Budget 2019: Fintech Companies Hope Government Could Revive the Economy
You're reading Entrepreneur India, an international franchise of Entrepreneur Media.
Now that the general election is over, the verdict is out and Narendra Modi government 2.0 has sworn in, all eyes are glued to the next big event of the year – Union Budget 2019-2020.
So far, the fintech industry has had an interesting year, especially with the introduction of the sandbox by the RBI. However, there is a lot more the industry is looking forward to, from the Finance Minister Nirmala Sitharaman and her maiden budget. Here are some of the expectations:
Ease in the Business Environment
In Modi government’s last term, the fintech industry thrived on the Digital India outlook which allowed customer on-boarding through eKYC. However, with the Supreme Court’s decision to ring-fence private companies from accessing Aadhaar data, eKYC has been a challenge for the industry.
Gaurav Gupta, Co-Founder and CEO, Myloancare.in’s says “The fintech industry is looking forward to more clarity or direction on eKYC using Aadhaar and a further push to digitalization that can allow them to offer instant loans and reach out to the previously unbanked population of the country”
Even Vinay Bagri, Co-founder and CEO, NiYO.in’s opinions echoed with Gupta as he feels the government should push digitalisation further along with tax reliefs along with containing the liquidity crisis.

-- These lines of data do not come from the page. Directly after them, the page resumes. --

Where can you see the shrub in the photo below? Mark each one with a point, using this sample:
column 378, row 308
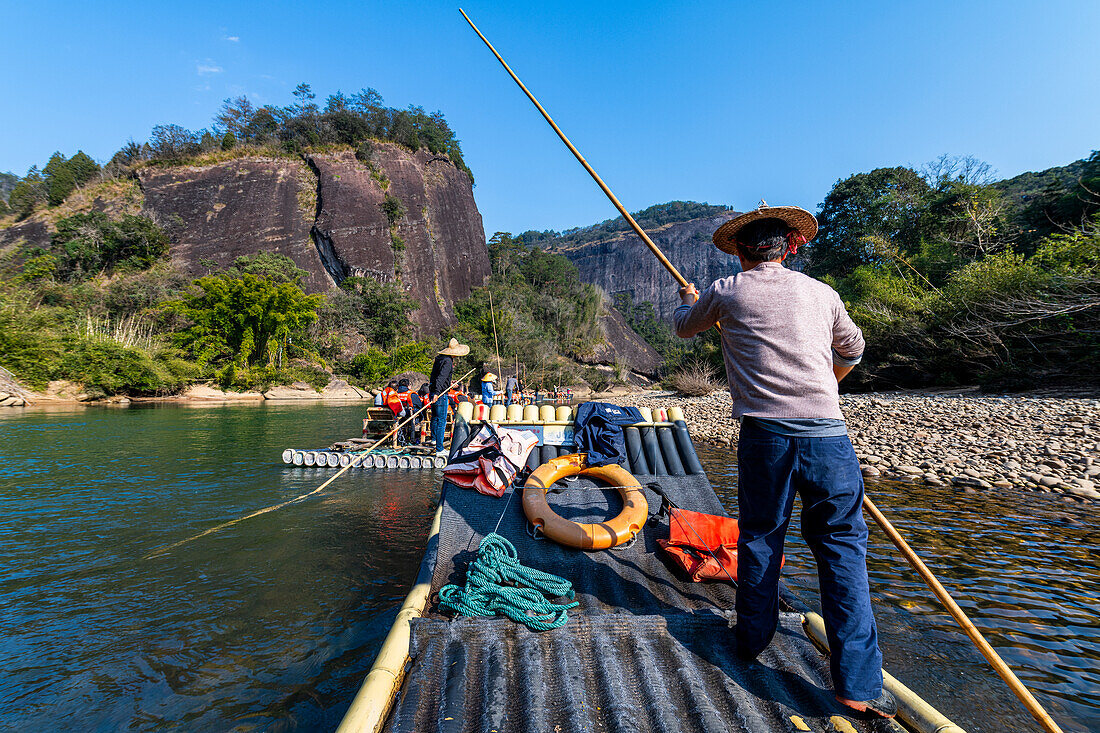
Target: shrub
column 393, row 208
column 241, row 317
column 375, row 364
column 695, row 380
column 363, row 152
column 89, row 243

He adds, “Both the Ministry of Finance and the RBI has been very supportive in creating an enabling environment for the fintech sector in the last few years. We are hoping for tax relaxations for fintech companies and payments players which can pave the way for the fintech industry to increase investments in product innovation and customer service."
Boost Domestic Economy
Though the last budget prioritised growth, infrastructure expansion, financial inclusion, and digitization, according to recent data, the rate of economic growth has slowed down somewhat and the government needs to boost consumption. Bhupinder Singh-CEO & Founder, Incred feels the primary objective of the government should be to revive the growth rate for which it needs to attack the front foot by easing liquidity conditions and bringing in needed regulatory changes to aid job creation.

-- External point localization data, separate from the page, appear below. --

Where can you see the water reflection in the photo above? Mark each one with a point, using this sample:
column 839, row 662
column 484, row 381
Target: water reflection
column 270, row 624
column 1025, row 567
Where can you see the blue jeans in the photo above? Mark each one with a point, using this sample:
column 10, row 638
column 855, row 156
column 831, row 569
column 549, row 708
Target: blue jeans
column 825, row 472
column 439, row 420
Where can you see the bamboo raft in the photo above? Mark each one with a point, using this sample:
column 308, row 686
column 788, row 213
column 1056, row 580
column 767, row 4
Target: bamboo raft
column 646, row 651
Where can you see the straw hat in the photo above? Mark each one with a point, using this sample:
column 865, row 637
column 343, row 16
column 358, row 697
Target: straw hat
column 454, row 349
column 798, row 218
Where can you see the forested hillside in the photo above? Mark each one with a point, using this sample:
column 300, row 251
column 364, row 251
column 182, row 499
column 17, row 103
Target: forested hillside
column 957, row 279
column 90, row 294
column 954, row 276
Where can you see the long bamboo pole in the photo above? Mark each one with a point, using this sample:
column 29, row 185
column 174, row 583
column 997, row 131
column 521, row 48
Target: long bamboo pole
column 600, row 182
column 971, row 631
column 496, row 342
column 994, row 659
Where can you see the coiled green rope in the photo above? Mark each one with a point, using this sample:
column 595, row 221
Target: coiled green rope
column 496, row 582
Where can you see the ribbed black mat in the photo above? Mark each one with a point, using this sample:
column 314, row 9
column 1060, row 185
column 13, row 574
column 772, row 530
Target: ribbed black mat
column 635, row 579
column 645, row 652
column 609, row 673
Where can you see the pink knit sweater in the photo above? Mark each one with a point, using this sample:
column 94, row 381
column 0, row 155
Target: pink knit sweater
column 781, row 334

“The government also needs to keep an eye out for the fast-developing global trade headwinds and put in place precautionary measures to shield the Indian growth story from any escalating economic conflict. I believe that after the massive electoral mandate, this government is well-equipped to navigate all challenges and deliver a winning budget,” he added.

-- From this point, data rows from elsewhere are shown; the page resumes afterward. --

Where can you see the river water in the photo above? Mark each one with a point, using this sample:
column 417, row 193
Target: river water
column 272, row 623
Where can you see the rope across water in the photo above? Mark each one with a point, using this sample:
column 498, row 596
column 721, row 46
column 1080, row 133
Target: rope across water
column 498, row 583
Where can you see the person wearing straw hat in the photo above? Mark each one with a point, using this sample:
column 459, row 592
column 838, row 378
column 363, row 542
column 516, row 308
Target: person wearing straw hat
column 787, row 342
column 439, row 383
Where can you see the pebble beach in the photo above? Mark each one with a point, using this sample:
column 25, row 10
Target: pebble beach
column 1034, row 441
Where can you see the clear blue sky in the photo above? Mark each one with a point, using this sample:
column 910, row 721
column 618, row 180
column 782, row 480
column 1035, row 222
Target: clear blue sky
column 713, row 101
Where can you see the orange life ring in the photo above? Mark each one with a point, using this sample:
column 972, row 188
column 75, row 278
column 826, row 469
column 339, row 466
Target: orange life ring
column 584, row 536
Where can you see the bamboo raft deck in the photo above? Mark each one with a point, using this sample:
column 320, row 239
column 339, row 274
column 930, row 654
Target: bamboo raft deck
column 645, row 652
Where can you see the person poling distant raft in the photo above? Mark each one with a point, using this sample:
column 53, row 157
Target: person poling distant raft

Between 2018 and interim budget 2019, domestic markets have witnessed a lot of volatility with more than 75 per cent of BSE All Cap Index gave negative returns. However, Tejas Khoday, CEO and Co-Founder FYERS-Free Investment Zone notes that post the election, the stock market has shown a little life and colour over the last couple of months with equity fund flows seeing a minor rise, accompanied by retail investor participation.
As a discount broking-stock trading platform, he expects the government to reduce LTCG tax arising from the sale of equity shares (without indexation benefit) from the current 10 per cent to a level of 5 per cent while increasing LTCG exemption gain from the current INR 100,000 to INR 200,000 and above. And the removal of current 10 per cent LTCG tax on equity mutual funds.
“Alternately, any move to increase the time period of LTCG tax from the current 1-year period to a 2 or 3-year period would severely dampen the stock market sentiment,” he added.